Historical Precedent: The Rushdie Fatwa
A relevant precedent can be found in the case of Salman Rushdie. In 1989, Ayatollah Khomeini issued a fatwa calling for his death. Before becoming Supreme Leader, Khamenei suggested the ruling could be lifted if Rushdie repented. However, Khomeini’s office rejected this possibility.
After assuming leadership, Khamenei chose to reaffirm the fatwa, demonstrating that continuity is not a legal necessity but a political and religious choice.
Later, under President Mohammad Khatami, the Iranian government distanced itself from the ruling, declaring it effectively closed.
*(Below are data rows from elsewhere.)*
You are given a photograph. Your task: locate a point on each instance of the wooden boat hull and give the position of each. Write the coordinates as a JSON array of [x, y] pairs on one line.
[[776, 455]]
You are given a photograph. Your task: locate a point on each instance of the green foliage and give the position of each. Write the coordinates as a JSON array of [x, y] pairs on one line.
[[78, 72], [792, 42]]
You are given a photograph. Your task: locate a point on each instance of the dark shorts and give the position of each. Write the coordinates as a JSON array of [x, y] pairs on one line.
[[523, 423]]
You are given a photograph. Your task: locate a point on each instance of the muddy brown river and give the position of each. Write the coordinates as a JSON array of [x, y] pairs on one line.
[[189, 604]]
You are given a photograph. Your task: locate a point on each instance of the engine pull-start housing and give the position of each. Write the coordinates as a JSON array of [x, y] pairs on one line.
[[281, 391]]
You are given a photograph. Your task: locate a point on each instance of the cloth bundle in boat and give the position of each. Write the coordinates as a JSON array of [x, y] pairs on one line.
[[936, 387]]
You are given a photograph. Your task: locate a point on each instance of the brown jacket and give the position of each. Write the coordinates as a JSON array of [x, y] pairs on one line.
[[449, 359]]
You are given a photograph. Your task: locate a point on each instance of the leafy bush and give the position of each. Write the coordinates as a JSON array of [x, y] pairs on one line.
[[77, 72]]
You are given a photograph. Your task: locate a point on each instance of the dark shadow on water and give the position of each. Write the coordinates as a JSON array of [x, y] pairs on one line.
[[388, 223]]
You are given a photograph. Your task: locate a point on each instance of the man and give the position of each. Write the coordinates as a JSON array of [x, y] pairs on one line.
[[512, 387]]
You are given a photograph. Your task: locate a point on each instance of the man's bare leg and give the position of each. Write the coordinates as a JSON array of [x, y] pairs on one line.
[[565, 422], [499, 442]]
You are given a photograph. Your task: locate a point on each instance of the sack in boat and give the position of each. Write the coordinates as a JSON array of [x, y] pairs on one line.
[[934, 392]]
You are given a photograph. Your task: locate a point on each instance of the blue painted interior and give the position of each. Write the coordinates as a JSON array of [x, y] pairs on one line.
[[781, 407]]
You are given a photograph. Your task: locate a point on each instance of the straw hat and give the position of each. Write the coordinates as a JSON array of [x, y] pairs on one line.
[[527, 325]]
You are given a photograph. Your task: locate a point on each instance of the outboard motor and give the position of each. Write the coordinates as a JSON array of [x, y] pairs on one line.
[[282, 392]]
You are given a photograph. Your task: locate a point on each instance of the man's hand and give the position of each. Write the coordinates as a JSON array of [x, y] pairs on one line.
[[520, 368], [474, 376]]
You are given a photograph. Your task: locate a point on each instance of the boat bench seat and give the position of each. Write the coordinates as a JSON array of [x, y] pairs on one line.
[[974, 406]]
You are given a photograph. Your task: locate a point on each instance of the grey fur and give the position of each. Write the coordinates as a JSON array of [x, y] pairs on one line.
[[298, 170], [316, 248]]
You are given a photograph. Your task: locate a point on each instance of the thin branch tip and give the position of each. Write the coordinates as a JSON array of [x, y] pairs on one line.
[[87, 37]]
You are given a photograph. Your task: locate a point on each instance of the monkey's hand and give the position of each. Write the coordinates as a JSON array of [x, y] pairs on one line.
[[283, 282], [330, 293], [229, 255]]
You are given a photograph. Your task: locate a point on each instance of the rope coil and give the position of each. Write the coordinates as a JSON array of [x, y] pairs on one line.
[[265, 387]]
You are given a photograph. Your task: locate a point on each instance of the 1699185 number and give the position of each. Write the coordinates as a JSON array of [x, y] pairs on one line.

Continuity as a Political Choice
This precedent illustrates that the continuation of fatwas between successive leaders is not a binding legal requirement. It is a discretionary decision made by the successor.
Conclusion
In recent years, voices within Iran, including figures associated with the Revolutionary Guard, have called for revisiting the nuclear fatwa in light of what they describe as existential threats from the West.
These arguments are not purely political but draw on established jurisprudential principles, particularly the concept that necessity permits otherwise prohibited actions.
A new Supreme Leader would exercise independent authority, issuing binding directives based on his own jurisdiction, not that of his predecessor.
This distinction highlights the fundamental difference between a traditional religious authority and a ruling Supreme Leader. While a jurist’s fatwas remain with those who follow him, the authority of the Supreme Leader is not inherited but renewed with each new appointment.